Firstly, we should recognize Olivier's comment that $\displaystyle\int_{|z|=1} z^n dz=\int_0^{2\pi}e^{in\theta}\times ie^{i\theta}d\theta=i\int_0^{2\pi}e^{i(n+1)\theta}d\theta$. This is a simple line integral. Most importantly, this is not the same as $\displaystyle \int_{|z| = 1} z^{1-n} dz$. So Theo and Victor are talking about different integrals. And both are correct (except for a factor of i in Victor's).
Now, as to evaluating $\displaystyle\int^{2\pi}_{0}e^{i(1-n)\theta}d\theta$. Firstly, if $n = 1$ then we are evaluating $\displaystyle \int_0 ^{2 \pi} 1$ and that is very clearly $2\pi$. But for all other values, we recall the following three things:
$$e^{it\pi} = \cos t + i \sin {t} \qquad \qquad \qquad \qquad \int_0 ^{2 \pi} \sin(t) dt = \int_0 ^{2 \pi} \cos(t) dt = 0$$
Then we quickly see that for $n \not = 1$ the value of the integral in question is zero.

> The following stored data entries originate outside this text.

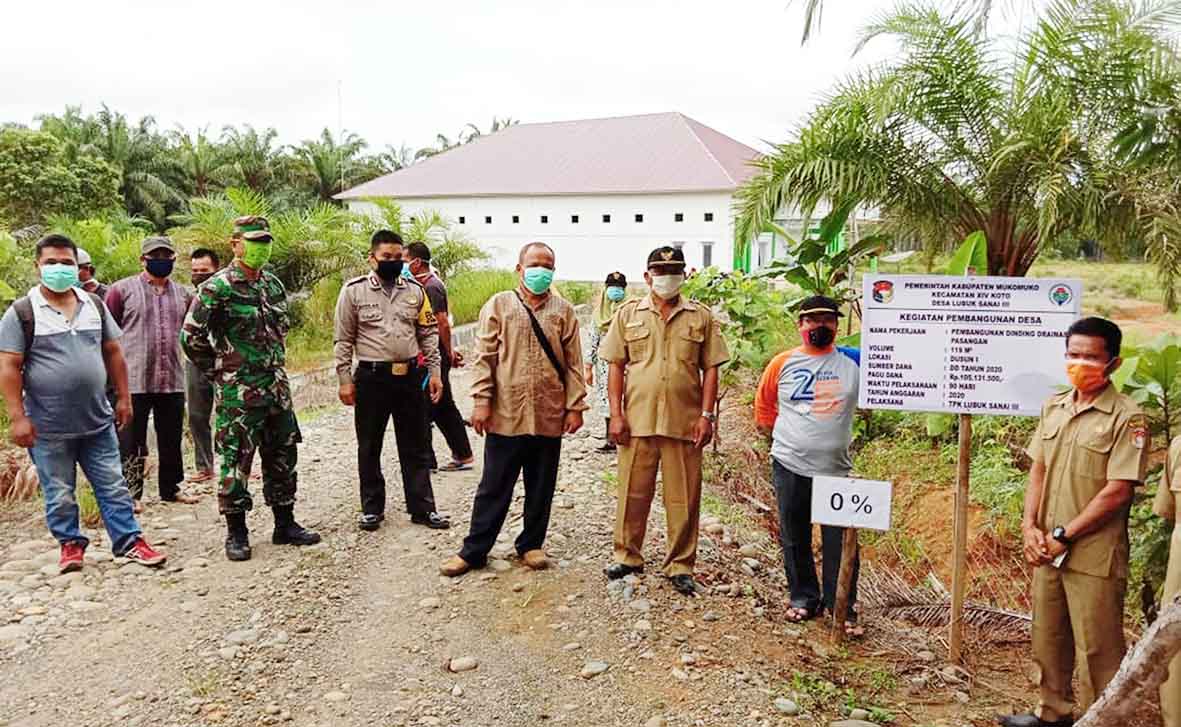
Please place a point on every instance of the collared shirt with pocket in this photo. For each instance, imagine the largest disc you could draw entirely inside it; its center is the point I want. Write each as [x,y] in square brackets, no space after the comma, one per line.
[664,364]
[513,374]
[64,369]
[379,325]
[1082,451]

I think that the original question was entirely based around why we care to break this up into cases, when n is or is not 1. Now that we know the answer, this might seem very apparent. Or it might not. The big key is that in evaluating this integral, I used that $e^{i t \pi} = \cos t + i \sin t$, but if $t = 0$ then this rings hollow. It says that $e^0 = \cos(0) + i \sin(0)$, which is still true ($1 = 1$).

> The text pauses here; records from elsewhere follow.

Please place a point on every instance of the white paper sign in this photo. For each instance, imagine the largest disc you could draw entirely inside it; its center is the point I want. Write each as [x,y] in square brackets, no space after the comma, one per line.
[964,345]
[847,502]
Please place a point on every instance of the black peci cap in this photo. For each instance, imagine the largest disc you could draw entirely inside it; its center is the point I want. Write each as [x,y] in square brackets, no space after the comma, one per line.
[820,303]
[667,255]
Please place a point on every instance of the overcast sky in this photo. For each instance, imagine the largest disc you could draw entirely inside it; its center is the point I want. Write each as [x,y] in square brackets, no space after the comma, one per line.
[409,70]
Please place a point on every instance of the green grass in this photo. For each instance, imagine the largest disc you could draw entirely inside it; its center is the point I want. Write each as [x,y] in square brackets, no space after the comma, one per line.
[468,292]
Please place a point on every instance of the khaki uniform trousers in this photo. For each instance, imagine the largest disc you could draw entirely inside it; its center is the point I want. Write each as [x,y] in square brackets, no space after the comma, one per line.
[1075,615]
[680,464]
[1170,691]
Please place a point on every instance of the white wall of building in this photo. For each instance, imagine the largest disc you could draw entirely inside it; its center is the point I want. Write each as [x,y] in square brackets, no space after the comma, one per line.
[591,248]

So in that sense, there is no need to split it up into cases, or to look at e prior to the evaluation of the integral. But we do need to realize that when $n = 1$ we end up evaluating $\int_0 ^{2 \pi} \cos(0) dt = 2 \pi$ instead of something that goes to zero.
But on a more qualitative note, there is no reason not to evaluate it before-hand. As then we can do both cases in our heads immediately.
I hope this clears the air.